Apache Spark

PySpark – collect_list() and collect_set()

In Python, PySpark is a Spark module used to provide a similar kind of processing like spark using DataFrame.

We will discuss collect_list() and collect_set() functions in PySpark DataFrame.

Before moving to these functions, we will create PySpark DataFrame

Example:

Here we are going to create PySpark dataframe with 5 rows and 6 columns.

#import the pyspark module
import pyspark
#import SparkSession for creating a session
from pyspark.sql import SparkSession

#create an app named linuxhint
spark_app = SparkSession.builder.appName('linuxhint').getOrCreate()

# create student data with 5 rows and 6 attributes
students1 =[{'rollno':'001','name':'sravan','age':23,'height':5.79,'weight':67,'address':'guntur'},
               {'rollno':'002','name':'ojaswi','age':16,'height':3.79,'weight':34,'address':'hyd'},
               {'rollno':'003','name':'gnanesh chowdary','age':7,'height':2.79,'weight':17,'address':'patna'},
               {'rollno':'004','name':'rohith','age':9,'height':2.79,'weight':28,'address':'hyd'},
               {'rollno':'005','name':'sridevi','age':9,'height':5.59,'weight':54,'address':'hyd'}]

# create the dataframe
df = spark_app.createDataFrame( students1)

# display dataframe
df.show()

Output:

PySpark – collect_list()

collect_list() method is used to get the data from the PySpark DataFrame columns and return the values in Row format. It will return all values along with duplicates.
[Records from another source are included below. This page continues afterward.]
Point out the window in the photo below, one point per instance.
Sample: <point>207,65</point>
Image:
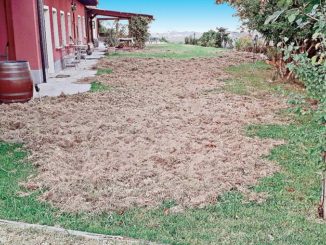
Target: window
<point>63,28</point>
<point>55,28</point>
<point>69,28</point>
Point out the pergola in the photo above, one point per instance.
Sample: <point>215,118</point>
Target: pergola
<point>111,15</point>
But we need to import this method from pyspark.sql.functions module.

We can use this method to display the collected data in the form of a Row.

Syntax:

dataframe.select(“collect_list(“column”))

where:

  1. dataframe is the input PySpark DataFrame
  2. column is the column name where collect_list() is applied

Example 1:

In this example, we are collecting data from address column and display the values with collect() method.
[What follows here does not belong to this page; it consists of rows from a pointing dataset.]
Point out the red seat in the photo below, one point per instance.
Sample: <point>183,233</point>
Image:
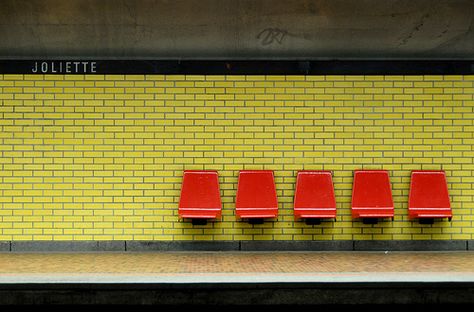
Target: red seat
<point>314,195</point>
<point>372,194</point>
<point>256,195</point>
<point>200,195</point>
<point>429,197</point>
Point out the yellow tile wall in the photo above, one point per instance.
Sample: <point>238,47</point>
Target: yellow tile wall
<point>101,157</point>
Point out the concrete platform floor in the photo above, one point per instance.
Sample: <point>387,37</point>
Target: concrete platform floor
<point>234,278</point>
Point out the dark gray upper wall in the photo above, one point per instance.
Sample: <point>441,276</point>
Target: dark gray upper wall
<point>237,29</point>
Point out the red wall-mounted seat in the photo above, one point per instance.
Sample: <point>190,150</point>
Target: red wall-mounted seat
<point>429,197</point>
<point>256,195</point>
<point>200,195</point>
<point>314,195</point>
<point>372,195</point>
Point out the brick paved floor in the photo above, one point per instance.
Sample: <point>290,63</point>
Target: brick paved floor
<point>235,262</point>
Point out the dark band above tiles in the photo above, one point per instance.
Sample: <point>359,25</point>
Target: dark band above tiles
<point>142,246</point>
<point>249,67</point>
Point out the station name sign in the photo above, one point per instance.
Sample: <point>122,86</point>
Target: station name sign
<point>64,67</point>
<point>77,66</point>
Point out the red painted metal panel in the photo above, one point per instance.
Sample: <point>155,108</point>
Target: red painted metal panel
<point>314,195</point>
<point>429,196</point>
<point>372,194</point>
<point>256,194</point>
<point>200,195</point>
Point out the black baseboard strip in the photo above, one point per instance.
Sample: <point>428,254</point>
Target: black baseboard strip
<point>145,246</point>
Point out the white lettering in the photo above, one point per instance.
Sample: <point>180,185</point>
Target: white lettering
<point>68,67</point>
<point>44,67</point>
<point>35,68</point>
#import the pyspark module
import pyspark
#import SparkSession for creating a session
from pyspark.sql import SparkSession
#import collect_list function
from pyspark.sql.functions import collect_list

#create an app named linuxhint
spark_app = SparkSession.builder.appName('linuxhint').getOrCreate()
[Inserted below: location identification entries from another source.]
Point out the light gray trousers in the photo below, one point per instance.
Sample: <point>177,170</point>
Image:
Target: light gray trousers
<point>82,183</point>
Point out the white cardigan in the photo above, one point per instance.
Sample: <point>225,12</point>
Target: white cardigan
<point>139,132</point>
# create student data with 5 rows and 6 attributes
students1 =[{'rollno':'001','name':'sravan','age':23,'height':5.79,'weight':67,'address':'guntur'},
               {'rollno':'002','name':'ojaswi','age':16,'height':3.79,'weight':34,'address':'hyd'},
               {'rollno':'003','name':'gnanesh chowdary','age':7,'height':2.79,'weight':17,'address':'patna'},
               {'rollno':'004','name':'rohith','age':9,'height':3.69,'weight':28,'address':'hyd'},
               {'rollno':'005','name':'sridevi','age':37,'height':5.59,'weight':54,'address':'hyd'}]

# create the dataframe
df = spark_app.createDataFrame( students1)

# collect_list on address
df.select(collect_list("address")).collect()

Output:

[Row(collect_list(address)=[‘guntur’, ‘hyd’, ‘patna’, ‘hyd’, ‘hyd’])]

Example 2:

In this example, we are collecting data from height and weight columns and display the values with collect() method.

#import the pyspark module
import pyspark
#import SparkSession for creating a session
from pyspark.sql import SparkSession
#import collect_list function
from pyspark.sql.functions import collect_list

#create an app named linuxhint
spark_app = SparkSession.builder.appName('linuxhint').getOrCreate()

# create student data with 5 rows and 6 attributes
students1 =[{'rollno':'001','name':'sravan','age':23,'height':5.79,'weight':67,'address':'guntur'},
               {'rollno':'002','name':'ojaswi','age':16,'height':3.79,'weight':34,'address':'hyd'},
               {'rollno':'003','name':'gnanesh chowdary','age':7,'height':2.79,'weight':17,'address':'patna'},
               {'rollno':'004','name':'rohith','age':9,'height':3.69,'weight':28,'address':'hyd'},
               {'rollno':'005','name':'sridevi','age':37,'height':5.59,'weight':54,'address':'hyd'}]

# create the dataframe
df = spark_app.createDataFrame( students1)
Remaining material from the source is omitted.